Ses résultats en trois saisons, inspirent les Team Principaux du paddock, avides de performances immédiates. Mais favorise, non plus des projets comme pouvait le faire Ron Dennis, Flavio Briatore ou Jean Todt avec des missions de 5 ans. Mais désormais le résultat est visible en 3 ans, alors qu’avant cela relevait de l’utopie. Les ingrédients sont simples et sont désormais copiés ici et là. Chacun à sa manière, mais l’influence est réelle.
Côté pilote, Aston Martin est une équipe n’ayant qu’un seule volant de disponible, car le projet autour de Lance Stroll est aussi de casser le principe inspiré depuis 20 ans par Red Bull avec ses jeunes pilotes : Il faut donner du temps et non miser uniquement sur des génies du pilotage. Ainsi, Charles Leclerc prolonge l’aventure chez Ferrari, McLaren mise sur Lando Norris, Yuki Tsunoda a fait 4 saisons dans l’écurie de Faenza, comme Pierre Gasly avant lui. Mercedes accorde du crédit au jeune Kimi Antonelli pour construire sa carrière avec l’écurie allemande, comme elle a donnée du temps à George Russell.
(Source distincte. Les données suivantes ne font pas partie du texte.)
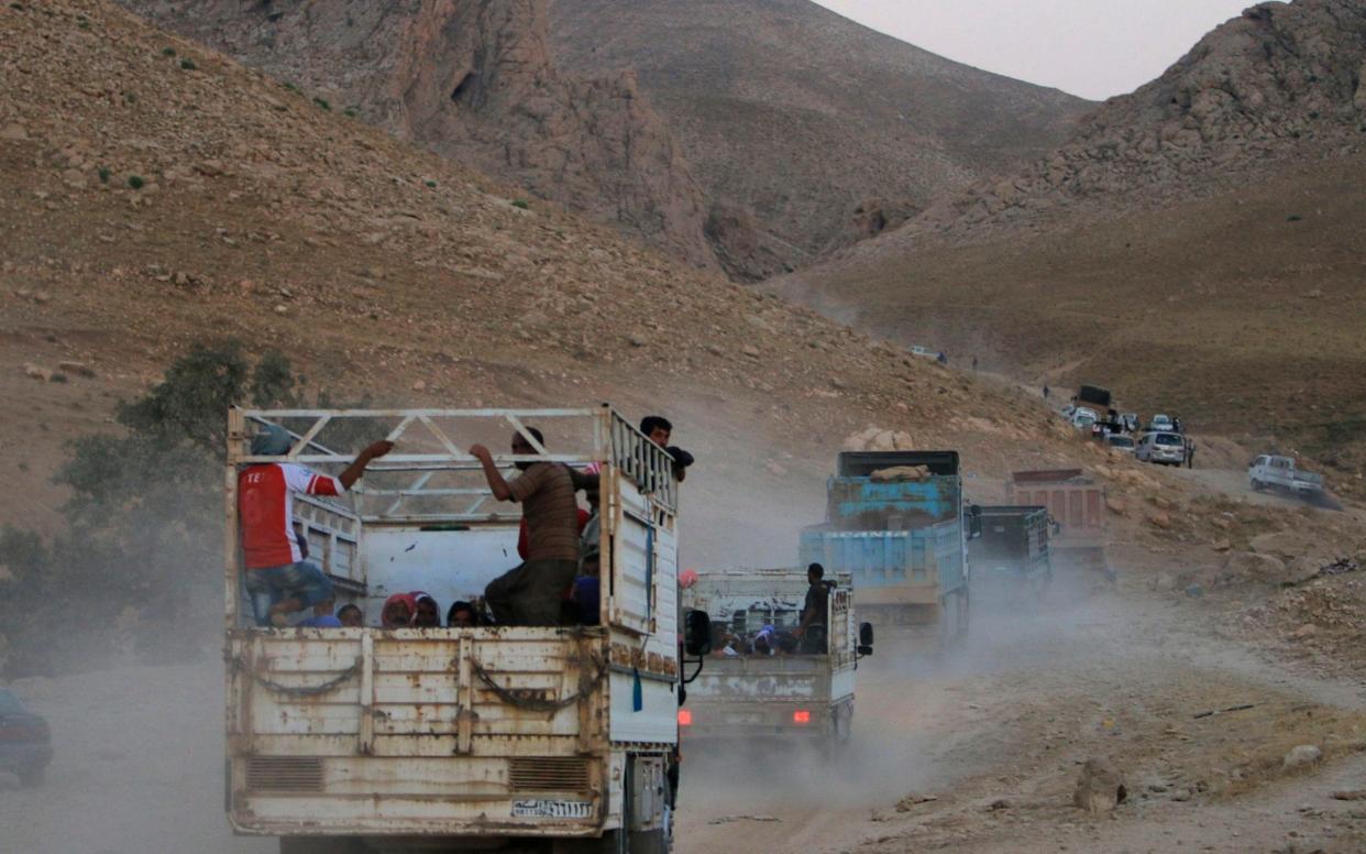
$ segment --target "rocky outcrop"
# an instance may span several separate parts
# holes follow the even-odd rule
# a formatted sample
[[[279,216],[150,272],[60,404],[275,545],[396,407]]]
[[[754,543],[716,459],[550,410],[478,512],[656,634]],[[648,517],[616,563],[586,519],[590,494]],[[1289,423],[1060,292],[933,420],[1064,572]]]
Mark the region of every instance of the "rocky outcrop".
[[[1366,1],[1254,5],[1157,81],[1094,111],[1048,157],[1012,179],[943,199],[907,231],[963,232],[1065,208],[1162,205],[1272,160],[1359,146],[1363,61]]]
[[[561,74],[546,0],[123,4],[320,105],[717,266],[703,194],[634,74]]]

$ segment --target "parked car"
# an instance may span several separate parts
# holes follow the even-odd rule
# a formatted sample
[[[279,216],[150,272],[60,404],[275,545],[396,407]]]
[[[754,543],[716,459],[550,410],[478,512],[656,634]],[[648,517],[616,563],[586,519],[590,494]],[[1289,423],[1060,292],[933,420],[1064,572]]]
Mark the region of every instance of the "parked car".
[[[1300,471],[1290,456],[1262,454],[1247,467],[1253,489],[1283,489],[1300,497],[1317,497],[1324,492],[1324,477]]]
[[[1180,466],[1186,462],[1186,437],[1171,432],[1145,433],[1134,456],[1145,463]]]
[[[51,761],[48,721],[0,687],[0,771],[16,775],[25,786],[38,786]]]
[[[1119,451],[1120,454],[1132,454],[1138,447],[1132,436],[1124,436],[1123,433],[1111,433],[1105,437],[1105,447],[1112,451]]]
[[[1090,430],[1091,426],[1100,421],[1100,415],[1097,415],[1093,409],[1078,406],[1072,410],[1071,415],[1068,415],[1068,421],[1071,421],[1072,426],[1078,430]]]

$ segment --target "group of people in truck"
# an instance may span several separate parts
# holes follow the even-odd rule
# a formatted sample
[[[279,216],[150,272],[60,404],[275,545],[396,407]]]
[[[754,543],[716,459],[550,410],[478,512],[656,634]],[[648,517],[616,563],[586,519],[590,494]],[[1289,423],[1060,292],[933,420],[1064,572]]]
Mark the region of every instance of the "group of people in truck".
[[[803,655],[818,656],[826,652],[829,638],[831,589],[835,582],[825,581],[825,567],[813,563],[806,567],[806,598],[802,603],[799,622],[792,629],[777,623],[764,623],[753,634],[727,630],[721,620],[712,623],[713,655],[721,657]]]
[[[675,478],[682,481],[693,465],[693,455],[669,445],[673,425],[660,415],[641,422],[641,432],[665,450],[673,460]],[[514,455],[535,456],[545,451],[545,437],[540,430],[526,428],[526,435],[518,432],[512,436]],[[288,430],[266,425],[251,439],[251,455],[283,456],[292,443]],[[251,465],[238,474],[243,588],[258,626],[362,624],[361,609],[355,605],[332,614],[336,598],[332,581],[318,564],[306,560],[306,542],[292,529],[294,495],[340,496],[361,480],[372,462],[392,450],[392,441],[376,441],[337,477],[291,462]],[[597,523],[600,465],[593,463],[581,471],[564,463],[523,460],[515,463],[519,474],[507,480],[485,445],[471,445],[470,455],[481,463],[494,499],[522,506],[518,544],[522,563],[490,581],[482,598],[454,603],[447,624],[596,624],[601,590],[601,529]],[[587,496],[590,511],[578,504],[581,491]],[[313,611],[313,615],[303,620],[294,619],[306,611]],[[346,619],[343,612],[347,612]],[[438,627],[440,607],[422,592],[398,593],[385,601],[381,624],[388,629]]]

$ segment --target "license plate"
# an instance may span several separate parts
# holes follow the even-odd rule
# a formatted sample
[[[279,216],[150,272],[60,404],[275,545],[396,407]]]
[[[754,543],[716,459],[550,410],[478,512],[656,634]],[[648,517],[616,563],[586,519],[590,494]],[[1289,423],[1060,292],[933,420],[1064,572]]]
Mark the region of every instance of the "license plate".
[[[514,818],[591,818],[591,801],[514,801]]]

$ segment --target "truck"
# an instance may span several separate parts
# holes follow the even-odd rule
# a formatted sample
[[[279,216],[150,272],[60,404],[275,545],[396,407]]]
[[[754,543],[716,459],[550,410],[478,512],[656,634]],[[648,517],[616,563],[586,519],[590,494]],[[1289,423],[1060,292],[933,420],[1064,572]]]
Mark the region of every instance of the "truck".
[[[958,451],[846,451],[826,481],[825,522],[802,529],[799,555],[850,574],[874,624],[963,634],[974,519]]]
[[[854,671],[873,652],[873,627],[855,631],[852,577],[826,575],[825,631],[775,655],[747,639],[765,626],[790,637],[802,619],[806,570],[701,573],[683,590],[684,607],[706,612],[712,656],[688,689],[679,724],[688,746],[735,749],[765,741],[806,743],[835,756],[854,724]],[[810,631],[810,630],[809,630]]]
[[[981,536],[968,541],[977,594],[1016,601],[1040,597],[1053,581],[1046,507],[975,506]]]
[[[1279,489],[1310,501],[1324,497],[1324,477],[1300,470],[1294,456],[1262,454],[1247,467],[1247,480],[1255,492]]]
[[[294,445],[253,456],[251,433],[272,424]],[[239,473],[281,462],[336,471],[362,435],[395,451],[343,496],[296,495],[292,521],[365,624],[255,626]],[[391,593],[473,600],[518,563],[519,507],[493,500],[469,454],[473,443],[507,448],[512,435],[535,454],[497,454],[500,467],[601,470],[597,624],[378,627]],[[225,808],[236,834],[279,836],[281,854],[668,850],[684,670],[701,667],[709,627],[679,609],[678,484],[663,448],[608,406],[234,409],[227,443]]]
[[[1085,581],[1115,581],[1105,556],[1105,488],[1083,470],[1015,471],[1005,484],[1005,501],[1018,507],[1048,508],[1053,568]]]

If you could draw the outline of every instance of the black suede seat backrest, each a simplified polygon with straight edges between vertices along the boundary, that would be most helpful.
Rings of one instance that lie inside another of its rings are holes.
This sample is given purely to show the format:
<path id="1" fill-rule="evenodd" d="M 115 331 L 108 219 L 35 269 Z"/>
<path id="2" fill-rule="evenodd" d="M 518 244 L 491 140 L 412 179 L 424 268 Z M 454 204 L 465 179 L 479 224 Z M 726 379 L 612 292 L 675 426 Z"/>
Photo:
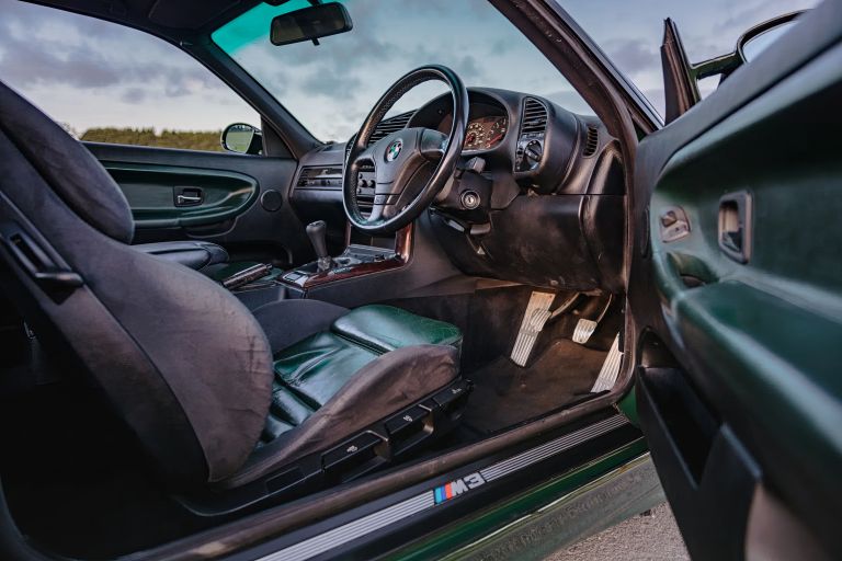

D’autres estiment leurs jeunes pilotes comme un projet de développement et plus comme des copies de Max Verstappen.
Coté usine, tout le monde s’inspire de la conception de l’usine Aston Martin pour moderniser leur outils, tout en opposant son architecture à celle convertie vers la performance pure que proposait Red Bull à Milton Keynes.
Enfin côté marketing, Aston Martin construira sa prochaine sphère d’influence, aujourd’hui dominée par McLaren depuis 2018, en explorant de nouvelles opportunités, dans l’aspiration de son contrat avec la société Conigzant (qui était un revenus sponsoring indexé à l’augmentation de valeur de la société). Ce sera un chantier futur, pour le développement d’Aston Martin et le dernier axe pour Lawrence Stroll dans son projet d’influence dans le paddock.